If you are interested in e.g. the countries that occur in your database you can receive a list with the get_Countrylist() function. There are more get_xy() functions to access the information in your data base. For more information take a look at the processdata module description.

ep.get_CountryList(db)

['Austria',
 'Belgium',
 'Cyprus',
 'Czech Republic',
 'Germany',
 'Denmark',
 'Estonia',
 'Spain',
 'Finland',
 'France',
 'Greece',
 'Hungary',
 'Ireland',
 'Italy',
 'Lithuania',
 'Luxembourg',
 'Latvia',
 'Malta',
 'Netherlands',
 'Norway',
 'Poland',
 'Portugal',
 'Sweden',
 'Slovenia',
 'Slovakia',
 'United Kingdom',
 'Iceland',
 'Serbia',
 'Romania',
 'Bulgaria',
 'Switzerland',
 'Croatia']

The actual filtering happens with the function f_db(). You have to specifiy the database that you want to filter and the column names and column values that you want to filter for.

Note

The following lines only create the DataFrame and do not display it. To display the data table, execute e.g. data1.head().

For a better overview, you can use data = ep.row_reduction(db). The new DataFrame is reduced to a list of columns. This list can be adjusted.

Let’s filter for pollution in Germany:

data1 = ep.f_db(db, CountryName='Germany')

If you want to filter for multiple values in one column you have to insert a list.

data2 = ep.f_db(db, CountryName=['Germany', 'Switzerland', 'Austria'])

You can filter for multiple columns at the same time:

CountryName = ['Germany', 'Austria', 'Switzerland']
ReportingYear = [2014, 2015, 2016,2017]
PollutantName = ['Carbon dioxide (CO2)', 'Methane (CH4)']

data3 = ep.f_db(db, CountryName=CountryName, ReportingYear=ReportingYear, PollutantName=PollutantName)

Note

Take into account that numbers are not from type string and therefore do not need quote markers around them.

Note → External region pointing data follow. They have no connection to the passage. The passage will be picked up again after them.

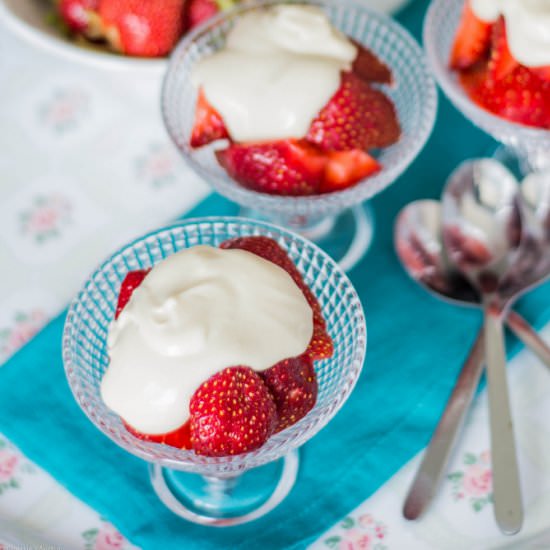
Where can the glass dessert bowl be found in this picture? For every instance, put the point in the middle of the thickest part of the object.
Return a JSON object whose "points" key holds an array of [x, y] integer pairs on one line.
{"points": [[223, 490], [315, 216], [527, 145]]}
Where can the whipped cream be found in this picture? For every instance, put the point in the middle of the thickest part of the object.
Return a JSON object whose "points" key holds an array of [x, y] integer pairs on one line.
{"points": [[278, 69], [527, 27], [199, 311]]}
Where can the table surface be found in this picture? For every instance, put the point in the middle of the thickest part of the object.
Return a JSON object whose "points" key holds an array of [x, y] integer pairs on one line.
{"points": [[66, 200]]}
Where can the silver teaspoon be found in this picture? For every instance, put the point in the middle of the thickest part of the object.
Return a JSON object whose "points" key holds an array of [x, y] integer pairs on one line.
{"points": [[482, 236], [418, 242]]}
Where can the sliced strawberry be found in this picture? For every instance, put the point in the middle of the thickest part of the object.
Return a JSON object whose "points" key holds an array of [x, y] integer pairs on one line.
{"points": [[147, 29], [368, 67], [132, 280], [321, 345], [345, 168], [287, 167], [76, 13], [502, 62], [472, 40], [519, 97], [293, 385], [356, 117], [209, 125], [231, 413], [180, 438]]}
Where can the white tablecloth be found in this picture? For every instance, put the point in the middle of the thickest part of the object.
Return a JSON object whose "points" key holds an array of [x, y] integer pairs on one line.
{"points": [[86, 166]]}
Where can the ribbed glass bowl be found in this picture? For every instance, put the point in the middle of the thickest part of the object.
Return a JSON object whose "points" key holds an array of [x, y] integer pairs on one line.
{"points": [[85, 349], [440, 27], [413, 93]]}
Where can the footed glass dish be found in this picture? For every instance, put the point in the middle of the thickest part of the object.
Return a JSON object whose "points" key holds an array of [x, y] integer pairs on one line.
{"points": [[227, 490], [524, 145], [413, 93]]}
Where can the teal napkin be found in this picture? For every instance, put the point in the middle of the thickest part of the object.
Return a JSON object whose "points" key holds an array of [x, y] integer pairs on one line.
{"points": [[416, 347]]}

For the precise values use the get_xy() function or alternativley, you can take a look at the parameter table.
You can also filter step by step. For this you would have to insert the filtered database into the filter function.

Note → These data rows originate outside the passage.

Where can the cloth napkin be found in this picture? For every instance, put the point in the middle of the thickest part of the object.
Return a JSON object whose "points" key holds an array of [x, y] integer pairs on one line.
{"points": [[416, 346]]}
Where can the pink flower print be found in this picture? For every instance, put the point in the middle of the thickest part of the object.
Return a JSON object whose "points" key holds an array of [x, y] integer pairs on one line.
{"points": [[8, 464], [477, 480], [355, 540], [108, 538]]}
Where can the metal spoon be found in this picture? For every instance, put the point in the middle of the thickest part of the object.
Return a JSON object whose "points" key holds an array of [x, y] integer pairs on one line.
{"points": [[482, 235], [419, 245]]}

You can adjust two more arguments in f_db().
If you want to take a look at the continent Europe, you have to exclude Exclaves that belong to European countries, like French Guiana.

data4 = ep.f_db(db, ExclaveExclude=True)

If you put ReturnUnknown on True the function returns a data table, which contains all entries that would be sorted out in the filter process but just do not possess enough information to pass the filter. If this table is empty, then it is a good sign.

data5 = ep.f_db(db, CountryName='Germany', ReturnUnknown=True)

Now you can generate your own data set of interest with a few lines of code. Since db is a DataFrame object, you can use all pandas functions as well, to personalize your data generation.